What the people want in Iran is freedom but that means different things to different people. This is a fact that Pahlavi and other Iranian leaders have not thought about or perhaps have chosen to ignore in favor of a more absolutist governing structure that fundamentally changes little for non-Persian nations or the establishment of a working democracy in Iran.
In the 1940s, Qazi Muhammad, president of the Kurdistan Republic, made efforts to peacefully resolve the Kurdish question through the establishment of pluralistic and democratic Iran.
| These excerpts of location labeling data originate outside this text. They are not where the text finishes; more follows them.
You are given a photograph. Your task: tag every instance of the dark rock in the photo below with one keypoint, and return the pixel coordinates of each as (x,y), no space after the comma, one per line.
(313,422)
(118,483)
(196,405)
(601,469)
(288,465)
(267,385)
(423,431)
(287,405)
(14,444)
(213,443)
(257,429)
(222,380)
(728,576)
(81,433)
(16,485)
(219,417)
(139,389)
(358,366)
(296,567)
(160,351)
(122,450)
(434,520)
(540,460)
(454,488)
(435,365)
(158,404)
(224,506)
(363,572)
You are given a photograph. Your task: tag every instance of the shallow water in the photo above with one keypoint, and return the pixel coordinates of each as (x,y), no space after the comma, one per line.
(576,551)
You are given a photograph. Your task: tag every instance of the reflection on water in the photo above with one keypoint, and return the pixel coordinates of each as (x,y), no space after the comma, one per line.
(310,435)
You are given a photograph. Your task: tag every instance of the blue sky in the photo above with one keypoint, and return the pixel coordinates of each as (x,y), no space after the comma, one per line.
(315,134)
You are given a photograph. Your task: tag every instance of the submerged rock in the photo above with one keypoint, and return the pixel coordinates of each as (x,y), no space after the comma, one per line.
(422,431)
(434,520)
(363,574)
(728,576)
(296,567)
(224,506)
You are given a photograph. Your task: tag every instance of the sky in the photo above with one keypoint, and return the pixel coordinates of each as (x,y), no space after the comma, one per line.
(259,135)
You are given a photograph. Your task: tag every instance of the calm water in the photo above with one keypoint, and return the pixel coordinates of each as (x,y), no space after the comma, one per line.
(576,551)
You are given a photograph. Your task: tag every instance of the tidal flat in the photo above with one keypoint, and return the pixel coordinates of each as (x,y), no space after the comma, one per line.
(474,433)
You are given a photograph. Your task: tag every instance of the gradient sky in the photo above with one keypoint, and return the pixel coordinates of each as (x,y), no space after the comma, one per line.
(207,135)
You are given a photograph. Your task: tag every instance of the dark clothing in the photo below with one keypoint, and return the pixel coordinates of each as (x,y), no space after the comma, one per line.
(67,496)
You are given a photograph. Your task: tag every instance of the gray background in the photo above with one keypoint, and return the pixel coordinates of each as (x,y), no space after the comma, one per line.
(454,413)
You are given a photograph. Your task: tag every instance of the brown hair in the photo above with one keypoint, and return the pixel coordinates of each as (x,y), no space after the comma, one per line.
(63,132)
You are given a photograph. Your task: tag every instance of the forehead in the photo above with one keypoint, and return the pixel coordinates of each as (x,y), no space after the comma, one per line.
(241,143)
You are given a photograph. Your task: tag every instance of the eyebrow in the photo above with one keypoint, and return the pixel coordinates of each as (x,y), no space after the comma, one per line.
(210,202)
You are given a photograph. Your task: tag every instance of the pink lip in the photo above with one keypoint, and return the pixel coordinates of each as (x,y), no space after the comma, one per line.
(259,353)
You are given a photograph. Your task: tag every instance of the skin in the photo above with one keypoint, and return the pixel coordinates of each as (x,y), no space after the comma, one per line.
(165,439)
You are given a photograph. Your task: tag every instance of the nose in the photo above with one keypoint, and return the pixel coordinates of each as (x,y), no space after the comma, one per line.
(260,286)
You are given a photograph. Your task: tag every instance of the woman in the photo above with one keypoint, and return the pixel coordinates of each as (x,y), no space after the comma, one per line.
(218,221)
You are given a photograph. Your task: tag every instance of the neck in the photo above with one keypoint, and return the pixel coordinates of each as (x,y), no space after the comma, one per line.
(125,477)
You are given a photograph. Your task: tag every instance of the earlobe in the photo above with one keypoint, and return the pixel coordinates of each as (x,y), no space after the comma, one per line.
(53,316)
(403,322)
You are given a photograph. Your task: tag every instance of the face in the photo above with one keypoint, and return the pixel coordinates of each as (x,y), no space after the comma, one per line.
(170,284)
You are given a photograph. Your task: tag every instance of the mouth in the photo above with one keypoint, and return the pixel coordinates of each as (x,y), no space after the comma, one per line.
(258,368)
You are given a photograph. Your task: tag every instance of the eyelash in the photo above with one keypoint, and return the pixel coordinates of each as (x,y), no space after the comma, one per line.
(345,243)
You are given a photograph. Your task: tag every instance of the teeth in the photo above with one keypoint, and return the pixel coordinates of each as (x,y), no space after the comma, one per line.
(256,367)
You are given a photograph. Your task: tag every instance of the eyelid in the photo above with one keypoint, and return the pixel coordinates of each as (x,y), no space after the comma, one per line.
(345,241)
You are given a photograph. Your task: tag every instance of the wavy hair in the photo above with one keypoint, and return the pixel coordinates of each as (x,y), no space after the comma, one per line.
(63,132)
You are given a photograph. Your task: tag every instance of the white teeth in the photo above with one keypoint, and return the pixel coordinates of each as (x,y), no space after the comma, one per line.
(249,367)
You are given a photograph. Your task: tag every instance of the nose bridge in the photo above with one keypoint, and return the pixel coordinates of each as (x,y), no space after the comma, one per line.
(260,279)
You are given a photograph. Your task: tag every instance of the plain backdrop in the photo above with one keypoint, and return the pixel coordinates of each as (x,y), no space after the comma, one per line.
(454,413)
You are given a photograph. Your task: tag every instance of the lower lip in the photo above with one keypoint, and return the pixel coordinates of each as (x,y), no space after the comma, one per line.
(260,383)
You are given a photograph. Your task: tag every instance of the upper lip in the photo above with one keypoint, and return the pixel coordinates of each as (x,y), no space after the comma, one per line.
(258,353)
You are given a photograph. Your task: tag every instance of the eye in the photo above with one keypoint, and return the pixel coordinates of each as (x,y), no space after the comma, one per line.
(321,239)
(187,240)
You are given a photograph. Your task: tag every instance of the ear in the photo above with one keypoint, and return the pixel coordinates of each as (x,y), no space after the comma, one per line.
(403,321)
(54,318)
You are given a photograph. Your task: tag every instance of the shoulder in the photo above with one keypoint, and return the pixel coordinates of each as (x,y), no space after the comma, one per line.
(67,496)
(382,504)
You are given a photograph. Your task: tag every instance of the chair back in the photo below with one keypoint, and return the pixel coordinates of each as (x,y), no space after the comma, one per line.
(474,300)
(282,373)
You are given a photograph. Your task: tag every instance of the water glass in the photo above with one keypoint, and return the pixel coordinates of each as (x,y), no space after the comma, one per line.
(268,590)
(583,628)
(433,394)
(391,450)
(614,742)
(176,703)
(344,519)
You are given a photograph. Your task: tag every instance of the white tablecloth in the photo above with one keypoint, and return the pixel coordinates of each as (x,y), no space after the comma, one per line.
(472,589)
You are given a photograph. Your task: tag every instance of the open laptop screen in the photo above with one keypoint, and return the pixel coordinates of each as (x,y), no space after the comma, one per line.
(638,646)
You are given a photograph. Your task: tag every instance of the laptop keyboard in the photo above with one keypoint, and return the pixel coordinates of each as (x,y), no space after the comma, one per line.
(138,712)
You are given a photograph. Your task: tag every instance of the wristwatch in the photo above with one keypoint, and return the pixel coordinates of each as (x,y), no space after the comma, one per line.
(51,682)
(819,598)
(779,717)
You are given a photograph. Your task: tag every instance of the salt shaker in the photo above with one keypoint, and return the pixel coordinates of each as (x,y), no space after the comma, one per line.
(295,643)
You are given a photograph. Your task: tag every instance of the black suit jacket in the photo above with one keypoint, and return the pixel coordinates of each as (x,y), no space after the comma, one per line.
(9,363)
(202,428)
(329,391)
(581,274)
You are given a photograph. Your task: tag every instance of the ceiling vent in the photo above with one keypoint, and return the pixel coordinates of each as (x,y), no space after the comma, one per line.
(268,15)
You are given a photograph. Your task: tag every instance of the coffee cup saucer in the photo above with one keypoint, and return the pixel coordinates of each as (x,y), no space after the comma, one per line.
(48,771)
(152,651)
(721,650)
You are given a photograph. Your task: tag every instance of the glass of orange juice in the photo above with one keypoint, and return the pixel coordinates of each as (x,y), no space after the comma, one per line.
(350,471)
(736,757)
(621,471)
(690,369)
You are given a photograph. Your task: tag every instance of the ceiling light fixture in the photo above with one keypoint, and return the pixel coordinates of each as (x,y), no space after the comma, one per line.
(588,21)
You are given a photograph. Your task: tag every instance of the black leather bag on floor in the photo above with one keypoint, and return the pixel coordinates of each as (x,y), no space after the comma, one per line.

With the help of the Brits and Americans, the last Shah of Iran hanged Qazi for establishing an autonomous Kurdistan government and advocating for democracy in Iran.
In the 1980s, the Kurdish leader Abdul Rehman Qhassemmlou, who once said that “we will not allow anyone to claim that they are more Iranian than us Kurds,” and who made famous the slogan: Democracy for Iran, Autonomy for Kurdistan, was assassinated in Vienna by regime agents while negotiating with the Iranian state.
Similarly, his successor Dr. Sadiq Sharafkandi was assassinated in Mykonos while meeting with Iranian opposition leaders to unify opposition against the Islamic Republic. The Islamic Republic of Iran justifies the murder of the Kurdish leaders with the same argument that Reza Pahlavi makes, that they were separatists or a threat to the territorial integrity of Iran.
In addition, The Congress of Nationalities for a Federal Iran have articulated similar demands. The Congress of Nationalities for a Federal Iran which is an alliance of political parties and advocacy groups campaigning to replace the current Islamist government system in Iran with a secular, democratic, federal government has also rejected these allegations of separatism.
None of these nations demand independence or separation from Iran, yet, monarchists like Pahlavi and the Islamic Republic both continue this rhetoric of separatism and territorial integrity because they do not want to share power and build a tolerant and pluralistic democracy in Iran that recognizes the fundamental rights of all nations in Iran.
It has been 72 years since the establishment of the Iranian nation-state. The Kurds and others continue to struggle for their rights as nations yet Iranian leaders like Reza Pahlavi and the Ayatollahs continue to label them as threats to territorial integrity.
The separatism accusation illustrates that Iranian leaders in the monarchist and Islamist camps continue to hold outdated views about demands for self-determination and democracy that make them unfit to lead Iran.
If Iran fragments into separate states like the former Yugoslavia did in the 1990s, It will not be because the non-Persian nations did not try to resolve their issues peacefully and democratically. It will be because the Iranian state forced upon the various peoples a policy of assimilation and homogenization to erase the identity of marginalized nations in Iran.
The views expressed in this article are the author’s own and do not necessarily reflect Fair Observer’s editorial policy.